The bidirectional algorithm (“bidi” for short) specifies how to handle TeXt mixing characters from writing systems with different directions, for example, English and Arabic.

Finally, Unicode characters have properties pertaining to line breaks: for example, characters like NBSP forbid breaks after them (very much like TeX’s “tie”); other allow break under certain conditions, etc.

Those three aspects were chosen because it was felt they all related to capabilities that TeX had from the beginning and that they were, therefore, among the most interesting aspects of Unicode with respect to TeX processing.

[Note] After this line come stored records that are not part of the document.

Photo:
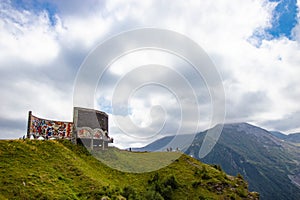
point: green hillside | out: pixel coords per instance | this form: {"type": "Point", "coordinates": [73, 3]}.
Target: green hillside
{"type": "Point", "coordinates": [60, 170]}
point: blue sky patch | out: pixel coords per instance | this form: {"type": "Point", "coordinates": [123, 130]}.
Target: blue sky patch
{"type": "Point", "coordinates": [37, 6]}
{"type": "Point", "coordinates": [284, 19]}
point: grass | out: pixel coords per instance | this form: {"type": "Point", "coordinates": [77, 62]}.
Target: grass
{"type": "Point", "coordinates": [60, 170]}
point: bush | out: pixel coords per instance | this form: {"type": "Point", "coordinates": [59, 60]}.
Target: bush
{"type": "Point", "coordinates": [129, 192]}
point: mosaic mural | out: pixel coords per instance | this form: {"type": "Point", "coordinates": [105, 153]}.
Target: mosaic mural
{"type": "Point", "coordinates": [49, 129]}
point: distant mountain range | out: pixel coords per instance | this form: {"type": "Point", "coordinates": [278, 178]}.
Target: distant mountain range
{"type": "Point", "coordinates": [293, 137]}
{"type": "Point", "coordinates": [269, 161]}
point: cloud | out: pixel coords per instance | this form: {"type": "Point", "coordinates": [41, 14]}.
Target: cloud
{"type": "Point", "coordinates": [42, 48]}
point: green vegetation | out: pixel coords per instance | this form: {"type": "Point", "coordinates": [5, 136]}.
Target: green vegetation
{"type": "Point", "coordinates": [60, 170]}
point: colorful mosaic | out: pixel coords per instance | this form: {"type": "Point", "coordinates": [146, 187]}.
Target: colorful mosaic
{"type": "Point", "coordinates": [49, 129]}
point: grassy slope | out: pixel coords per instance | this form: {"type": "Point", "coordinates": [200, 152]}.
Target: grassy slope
{"type": "Point", "coordinates": [61, 170]}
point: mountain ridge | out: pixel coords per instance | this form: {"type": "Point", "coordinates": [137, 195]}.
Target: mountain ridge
{"type": "Point", "coordinates": [268, 163]}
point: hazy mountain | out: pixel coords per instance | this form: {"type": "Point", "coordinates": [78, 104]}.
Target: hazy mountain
{"type": "Point", "coordinates": [279, 134]}
{"type": "Point", "coordinates": [61, 170]}
{"type": "Point", "coordinates": [270, 164]}
{"type": "Point", "coordinates": [294, 137]}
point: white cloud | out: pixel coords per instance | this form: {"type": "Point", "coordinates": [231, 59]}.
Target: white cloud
{"type": "Point", "coordinates": [41, 53]}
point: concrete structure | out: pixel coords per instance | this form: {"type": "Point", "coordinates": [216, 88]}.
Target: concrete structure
{"type": "Point", "coordinates": [89, 127]}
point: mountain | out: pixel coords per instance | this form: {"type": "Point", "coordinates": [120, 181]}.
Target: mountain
{"type": "Point", "coordinates": [293, 137]}
{"type": "Point", "coordinates": [269, 164]}
{"type": "Point", "coordinates": [32, 169]}
{"type": "Point", "coordinates": [279, 134]}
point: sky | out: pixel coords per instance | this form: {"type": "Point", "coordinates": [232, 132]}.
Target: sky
{"type": "Point", "coordinates": [254, 45]}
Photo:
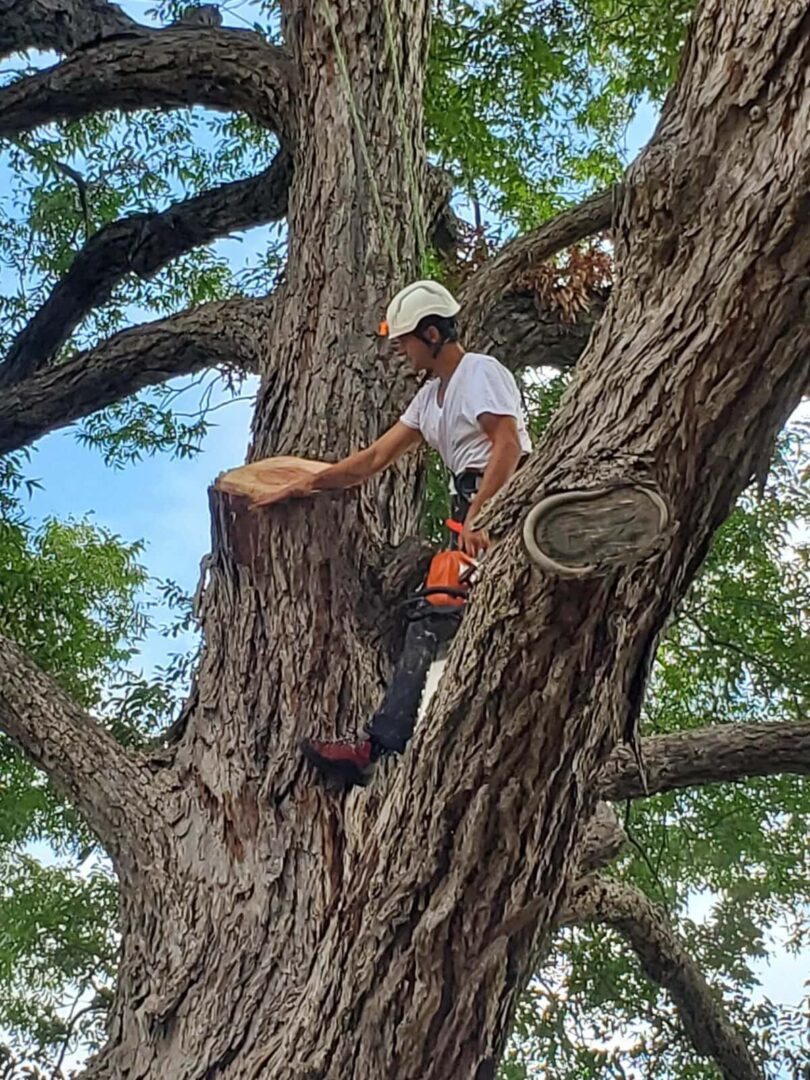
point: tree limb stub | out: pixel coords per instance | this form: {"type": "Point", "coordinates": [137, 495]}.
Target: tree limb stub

In the mean time, Mojca has initiated an effort to convert TeX Live’s hyphenation patterns to UTF–8. The challenge here is to integrate the current pattern files in a way that they can be used with both 8–bit engines (TeX, pdfTeX), and engines supporting native UTF–8 input (LuaTeX, XeTeX). It has uncovered interesting issues of the relationship between TeX and Unicode: it helps us understand to which extent, and how, TeX input can be converted to Unicode, and vice–versa.